Paul Barber, the managing director of Brighton, has put in place a system for fans to return safely
However, Dowden and his officials seem to have listened and for the first time seem determined to put football on an equal footing.
It comes after Prime Minister Boris Johnson reassured a group of MPs from the north in a Zoom appeal Monday that he is pushing for fans to return.
"I promise that when we get out of the lockdown on December 2nd, we'll work to get the crowd back," he told around 60 MPs, according to The Sun.
Brighton paves the way for fans
Brighton and Hove Albion have created a template for returning football fans to stadiums that other clubs are expected to follow when the turnstiles reopen.
Brighton's testing event, which saw 2,500 fans compete in a friendly against Chelsea on August 29, was hailed as a huge success and witnessed by senior government officials.
The results were analyzed by experts from the University of Manchester and incorporated into a set of guidelines for local safety advisory groups made up of representatives from local authorities, the NHS, the police and others in each area ahead for clubs to host matches.
The Brighton Test Event in August will set the stage for fans to return across the country
The system includes:
- Distancing when approaching the stadium to avoid crowds, as well as for indoor halls
- Masks must be worn everywhere except when seated.
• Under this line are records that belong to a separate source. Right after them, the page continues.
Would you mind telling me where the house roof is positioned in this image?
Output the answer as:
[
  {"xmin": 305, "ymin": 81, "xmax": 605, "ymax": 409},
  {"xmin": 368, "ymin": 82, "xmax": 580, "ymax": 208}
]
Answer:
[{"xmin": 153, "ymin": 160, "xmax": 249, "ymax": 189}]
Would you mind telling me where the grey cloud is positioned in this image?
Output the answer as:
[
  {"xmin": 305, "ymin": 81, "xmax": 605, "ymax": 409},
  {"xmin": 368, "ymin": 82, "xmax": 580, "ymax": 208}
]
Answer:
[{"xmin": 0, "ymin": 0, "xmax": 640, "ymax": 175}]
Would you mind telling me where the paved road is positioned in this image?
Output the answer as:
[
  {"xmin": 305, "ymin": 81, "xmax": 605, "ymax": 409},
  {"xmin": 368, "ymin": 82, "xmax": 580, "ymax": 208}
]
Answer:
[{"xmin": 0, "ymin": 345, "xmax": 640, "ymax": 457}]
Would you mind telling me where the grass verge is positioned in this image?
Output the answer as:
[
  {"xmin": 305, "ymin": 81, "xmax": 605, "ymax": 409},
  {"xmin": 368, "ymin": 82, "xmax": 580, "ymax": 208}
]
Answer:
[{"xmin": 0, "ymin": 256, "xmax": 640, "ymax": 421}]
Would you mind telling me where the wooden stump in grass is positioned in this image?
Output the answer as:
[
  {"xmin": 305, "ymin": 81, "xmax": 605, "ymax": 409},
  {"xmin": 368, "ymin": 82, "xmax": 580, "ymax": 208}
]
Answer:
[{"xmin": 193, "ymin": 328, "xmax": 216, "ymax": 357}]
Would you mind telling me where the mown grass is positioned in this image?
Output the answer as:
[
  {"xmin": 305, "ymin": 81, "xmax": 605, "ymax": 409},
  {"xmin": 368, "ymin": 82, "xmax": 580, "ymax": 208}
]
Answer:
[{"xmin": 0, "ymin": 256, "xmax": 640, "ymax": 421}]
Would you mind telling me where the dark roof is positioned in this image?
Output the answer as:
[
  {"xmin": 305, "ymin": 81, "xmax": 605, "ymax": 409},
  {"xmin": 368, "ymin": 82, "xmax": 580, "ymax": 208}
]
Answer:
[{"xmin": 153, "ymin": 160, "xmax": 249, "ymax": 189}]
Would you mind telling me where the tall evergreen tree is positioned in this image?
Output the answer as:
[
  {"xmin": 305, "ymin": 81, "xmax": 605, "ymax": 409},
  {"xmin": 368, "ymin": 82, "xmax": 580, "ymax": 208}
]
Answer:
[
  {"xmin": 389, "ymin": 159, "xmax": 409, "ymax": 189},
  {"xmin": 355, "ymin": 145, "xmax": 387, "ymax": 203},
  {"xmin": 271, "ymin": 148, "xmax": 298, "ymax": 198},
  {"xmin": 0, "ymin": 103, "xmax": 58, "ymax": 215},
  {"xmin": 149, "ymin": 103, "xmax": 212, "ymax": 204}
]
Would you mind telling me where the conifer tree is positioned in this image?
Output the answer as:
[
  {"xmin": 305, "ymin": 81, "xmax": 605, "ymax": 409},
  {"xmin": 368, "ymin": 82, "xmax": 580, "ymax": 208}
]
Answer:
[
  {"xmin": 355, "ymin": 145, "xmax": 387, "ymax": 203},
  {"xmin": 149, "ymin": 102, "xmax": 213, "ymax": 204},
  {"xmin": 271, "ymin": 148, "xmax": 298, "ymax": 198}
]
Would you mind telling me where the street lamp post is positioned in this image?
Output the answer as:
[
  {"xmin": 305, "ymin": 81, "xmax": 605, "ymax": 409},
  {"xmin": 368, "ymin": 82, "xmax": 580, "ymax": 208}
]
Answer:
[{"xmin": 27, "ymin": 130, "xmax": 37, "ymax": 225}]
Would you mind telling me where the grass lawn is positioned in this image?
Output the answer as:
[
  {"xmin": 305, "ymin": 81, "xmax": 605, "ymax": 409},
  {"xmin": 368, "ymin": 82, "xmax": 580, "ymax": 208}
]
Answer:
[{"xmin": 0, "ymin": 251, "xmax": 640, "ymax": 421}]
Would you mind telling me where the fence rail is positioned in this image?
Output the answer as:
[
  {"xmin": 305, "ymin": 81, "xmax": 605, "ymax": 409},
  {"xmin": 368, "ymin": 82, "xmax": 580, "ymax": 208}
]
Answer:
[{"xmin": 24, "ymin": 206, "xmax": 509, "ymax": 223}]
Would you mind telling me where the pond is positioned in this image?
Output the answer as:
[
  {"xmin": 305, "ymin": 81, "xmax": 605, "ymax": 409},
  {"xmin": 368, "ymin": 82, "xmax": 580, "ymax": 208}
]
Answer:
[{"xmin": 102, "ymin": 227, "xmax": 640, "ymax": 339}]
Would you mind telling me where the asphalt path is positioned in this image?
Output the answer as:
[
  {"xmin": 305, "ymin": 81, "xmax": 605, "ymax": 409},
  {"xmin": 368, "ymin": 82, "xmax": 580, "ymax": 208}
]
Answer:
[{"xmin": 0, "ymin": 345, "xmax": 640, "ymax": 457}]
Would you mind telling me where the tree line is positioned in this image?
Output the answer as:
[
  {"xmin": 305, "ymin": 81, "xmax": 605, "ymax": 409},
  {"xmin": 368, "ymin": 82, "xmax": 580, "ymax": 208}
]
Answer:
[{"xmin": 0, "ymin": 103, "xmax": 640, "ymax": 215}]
However, this is likely to change and masks will likely need to be worn before, during, and after a game
- Fans must have photo ID so the club knows they are the person who bought the ticket and that they can be contacted in the event of a coronavirus outbreak
- Supporters must disinfect their hands on the way in and out of the premises
- Each fan sits alone, not even in a family bubble, with vacancies on either side and an empty row between the trailers, which makes it easier for the stewards to manage the game
- Brighton has created a unique mint green branding for information about Covid. This was used to communicate with fans before the game and during the game so that they knew what to expect and what to do
- Fans asked to give way to the followers who climb the stairs to their seat (because they would exhale harder) and turn away from others as they passed
Supporters had to wear masks everywhere in the Amex except on their seats
In addition, the government's Sports Technology and Innovation Working Group is looking into other initiatives, such as the possibility of mass testing fans so that only those who test negative can participate in the game.
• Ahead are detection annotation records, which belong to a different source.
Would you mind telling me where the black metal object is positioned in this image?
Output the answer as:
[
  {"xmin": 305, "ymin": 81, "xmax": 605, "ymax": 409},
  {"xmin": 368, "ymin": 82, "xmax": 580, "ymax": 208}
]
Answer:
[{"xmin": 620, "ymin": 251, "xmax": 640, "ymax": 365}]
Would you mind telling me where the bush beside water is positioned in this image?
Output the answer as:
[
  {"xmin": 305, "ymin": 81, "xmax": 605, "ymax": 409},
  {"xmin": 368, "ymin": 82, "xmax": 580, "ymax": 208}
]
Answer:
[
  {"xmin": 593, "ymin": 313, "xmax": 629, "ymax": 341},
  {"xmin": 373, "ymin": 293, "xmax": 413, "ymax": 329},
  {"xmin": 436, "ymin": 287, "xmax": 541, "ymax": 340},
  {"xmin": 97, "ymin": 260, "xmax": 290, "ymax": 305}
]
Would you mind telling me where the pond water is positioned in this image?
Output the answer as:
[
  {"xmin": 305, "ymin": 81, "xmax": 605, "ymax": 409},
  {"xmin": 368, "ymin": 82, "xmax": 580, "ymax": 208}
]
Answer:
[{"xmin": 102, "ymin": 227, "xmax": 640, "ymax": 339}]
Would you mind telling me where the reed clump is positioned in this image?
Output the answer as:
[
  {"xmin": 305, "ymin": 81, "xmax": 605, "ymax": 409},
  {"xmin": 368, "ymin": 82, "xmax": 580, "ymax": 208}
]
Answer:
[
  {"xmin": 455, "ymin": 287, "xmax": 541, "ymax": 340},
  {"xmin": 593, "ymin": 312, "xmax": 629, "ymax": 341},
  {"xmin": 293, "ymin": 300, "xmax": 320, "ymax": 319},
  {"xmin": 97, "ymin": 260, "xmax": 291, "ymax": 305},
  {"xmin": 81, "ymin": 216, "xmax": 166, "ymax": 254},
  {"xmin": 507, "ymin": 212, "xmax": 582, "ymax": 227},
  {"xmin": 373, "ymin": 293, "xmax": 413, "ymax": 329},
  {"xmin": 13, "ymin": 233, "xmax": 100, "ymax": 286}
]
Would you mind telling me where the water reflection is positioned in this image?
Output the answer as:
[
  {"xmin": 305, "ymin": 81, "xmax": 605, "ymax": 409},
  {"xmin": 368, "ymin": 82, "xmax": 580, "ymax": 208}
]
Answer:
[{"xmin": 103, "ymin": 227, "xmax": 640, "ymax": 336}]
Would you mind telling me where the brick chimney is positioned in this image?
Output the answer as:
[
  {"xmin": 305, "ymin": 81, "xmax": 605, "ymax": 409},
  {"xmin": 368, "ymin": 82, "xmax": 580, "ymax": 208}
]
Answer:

Crucially, the analysis by the local health authority revealed that the match did not result in an increase in COVID-19 infections.
A transport study after the Brighton event found that 60 percent of supporters used public transport even though parking was available. Many preferred to stick to their usual matchday routine.
Paul Barber was hoping fans could return in the new year, but now it could be even sooner
The clubs also look into how people travel to and from the stadium.
Bristol City has developed a system that allows a limited number of fans to play games from each zip code area to ensure public transport is not overcrowded on any single route.
In addition, Bristol City has announced that it is working with local pubs to manage the crowds around the stadium.